Back to: LINQ Tutorial For Beginners and Professionals
LINQ Distinct Method in C# with Examples
In this article, I am going to discuss the LINQ Distinct Method in C# using Examples. Please read our previous article where we discussed the basics of LINQ Set Operators. At the end of this article, you will understand the following pointers.
- What is LINQ Distinct Method in C#?
- Examples of LINQ Distinct Method using both Method and Query Syntax
- How to implement IEqualityComparer?
What is LINQ Distinct Method in C#?
The LINQ Distinct Method in C# is used to return the distinct elements from a single data source. There are two overloaded versions available for the Distinct Method as shown below.
The one and only difference between these two methods is the second overloaded version take an IEqualityComparer as an input parameter which means the Distinct Method can also be used with Comparer also. If this is not clear at the moment, don’t worry we will cover the use of the Comparer in this article also.
Example to Understand LINQ Distinct Method on Value Type using C#
Here we have an integer collection that contains duplicate integer values. Our requirement is to remove the duplicate values and return only the distinct values as shown below.
The following example shows how to get the distinct integer values from the data source using both Method and Mixed syntax using LINQ Distinct Extension Method. In Query Syntax, there is no such operator call distinct, so we need to use both Query and Method syntax to achieve the same.
using System; using System.Collections.Generic; using System.Linq; namespace LINQDemo { class Program { static void Main(string[] args) { List<int> intCollection = new List<int>() { 1,2,3,2,3,4,4,5,6,3,4,5 }; //Using Method Syntax var MS = intCollection.Distinct(); //Using Query Syntax var QS = (from num in intCollection select num).Distinct(); foreach (var item in MS) { Console.WriteLine(item); } Console.ReadKey(); } } }
Output:
Example to Understand LINQ Distinct Method with String Values:
Let us see how we can use the LINQ Distinct Method with string values. In the below example, we have a string array of names and we need to return the distinct names from that array collection. To do so, we are using the LINQ Distinct Method.
using System; using System.Linq; namespace LINQDemo { class Program { static void Main(string[] args) { string[] namesArray = { "Priyanka", "HINA", "hina", "Anurag", "Anurag", "ABC", "abc" }; var distinctNames = namesArray.Distinct(); foreach (var name in distinctNames) { Console.WriteLine(name); } Console.ReadKey(); } } }
When we execute the above program, it gives us the below output.
As you can see the name Hina and Abc have appeared twice. This is because the default comparer, which is used by the LINQ Distinct method to filter the duplicate values is case-sensitive. So, if you want to make the comparison to be case-insensitive then you need to use the other overloaded version of the Distinct Method which takes IEqualityComparer as an argument. So here we need to pass a class that must implement the IEqualityComparer interface.

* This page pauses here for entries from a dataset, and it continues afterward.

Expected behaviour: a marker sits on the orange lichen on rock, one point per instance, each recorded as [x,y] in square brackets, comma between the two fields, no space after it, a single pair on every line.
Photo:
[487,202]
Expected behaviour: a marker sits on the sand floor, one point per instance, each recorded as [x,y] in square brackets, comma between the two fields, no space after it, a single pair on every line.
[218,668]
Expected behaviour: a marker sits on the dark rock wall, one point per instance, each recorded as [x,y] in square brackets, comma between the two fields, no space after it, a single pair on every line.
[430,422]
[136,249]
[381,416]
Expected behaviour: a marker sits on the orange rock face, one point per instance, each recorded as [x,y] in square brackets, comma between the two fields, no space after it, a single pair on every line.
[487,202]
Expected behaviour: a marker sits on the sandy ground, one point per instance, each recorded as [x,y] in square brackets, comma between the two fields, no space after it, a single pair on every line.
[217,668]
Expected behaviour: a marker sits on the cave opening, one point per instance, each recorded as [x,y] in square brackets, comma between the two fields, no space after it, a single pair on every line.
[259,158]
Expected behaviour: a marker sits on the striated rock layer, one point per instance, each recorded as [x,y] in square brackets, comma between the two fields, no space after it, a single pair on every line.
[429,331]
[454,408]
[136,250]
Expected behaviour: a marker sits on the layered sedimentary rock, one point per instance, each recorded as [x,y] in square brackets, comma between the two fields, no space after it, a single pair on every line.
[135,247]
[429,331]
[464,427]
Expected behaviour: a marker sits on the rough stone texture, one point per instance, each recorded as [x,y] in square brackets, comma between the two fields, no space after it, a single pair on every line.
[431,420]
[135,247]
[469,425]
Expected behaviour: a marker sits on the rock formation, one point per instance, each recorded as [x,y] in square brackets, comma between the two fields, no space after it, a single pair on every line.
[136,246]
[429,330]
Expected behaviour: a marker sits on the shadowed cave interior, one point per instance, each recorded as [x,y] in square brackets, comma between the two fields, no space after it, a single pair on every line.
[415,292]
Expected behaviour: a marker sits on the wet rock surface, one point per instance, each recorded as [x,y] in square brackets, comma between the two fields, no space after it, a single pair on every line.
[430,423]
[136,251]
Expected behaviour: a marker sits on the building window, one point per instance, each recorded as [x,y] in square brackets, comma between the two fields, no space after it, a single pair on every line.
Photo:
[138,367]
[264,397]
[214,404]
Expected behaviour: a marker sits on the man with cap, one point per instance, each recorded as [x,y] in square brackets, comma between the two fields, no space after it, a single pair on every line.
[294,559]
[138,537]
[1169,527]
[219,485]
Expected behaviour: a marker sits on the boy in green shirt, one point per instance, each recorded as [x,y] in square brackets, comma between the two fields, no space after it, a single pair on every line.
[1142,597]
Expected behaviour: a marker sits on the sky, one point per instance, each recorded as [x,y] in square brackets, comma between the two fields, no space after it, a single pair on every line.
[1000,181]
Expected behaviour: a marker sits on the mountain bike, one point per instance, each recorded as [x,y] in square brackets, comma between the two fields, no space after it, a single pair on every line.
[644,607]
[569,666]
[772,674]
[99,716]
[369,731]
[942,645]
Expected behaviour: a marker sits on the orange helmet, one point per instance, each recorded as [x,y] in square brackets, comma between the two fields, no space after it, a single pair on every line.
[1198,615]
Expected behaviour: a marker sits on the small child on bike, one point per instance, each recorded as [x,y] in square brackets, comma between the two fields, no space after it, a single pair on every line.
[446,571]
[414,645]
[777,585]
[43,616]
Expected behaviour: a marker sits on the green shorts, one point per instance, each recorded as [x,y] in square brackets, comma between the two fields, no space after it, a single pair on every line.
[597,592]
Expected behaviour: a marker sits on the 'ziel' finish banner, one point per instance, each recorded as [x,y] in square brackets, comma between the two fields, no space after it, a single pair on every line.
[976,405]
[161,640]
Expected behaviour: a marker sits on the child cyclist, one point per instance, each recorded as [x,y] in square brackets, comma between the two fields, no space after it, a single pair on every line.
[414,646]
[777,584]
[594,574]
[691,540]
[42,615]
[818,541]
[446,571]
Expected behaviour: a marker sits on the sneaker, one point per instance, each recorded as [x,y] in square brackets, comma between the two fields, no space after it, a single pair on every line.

So let’s modify the Program class as follows. Here, you can see, we are passing StringComparer as an argument to the LINQ Distinct method and saying OrdinalIgnoreCase which means please ignore the case sensitive while checking the duplicity.
using System; using System.Linq; namespace LINQDemo { class Program { static void Main(string[] args) { string[] namesArray = { "Priyanka", "HINA", "hina", "Anurag", "Anurag", "ABC", "abc" }; var distinctNames = namesArray.Distinct(StringComparer.OrdinalIgnoreCase); foreach (var name in distinctNames) { Console.WriteLine(name); } Console.ReadKey(); } } }
With the above changes in place, now run the application and it should display the distinct names as shown in the below image.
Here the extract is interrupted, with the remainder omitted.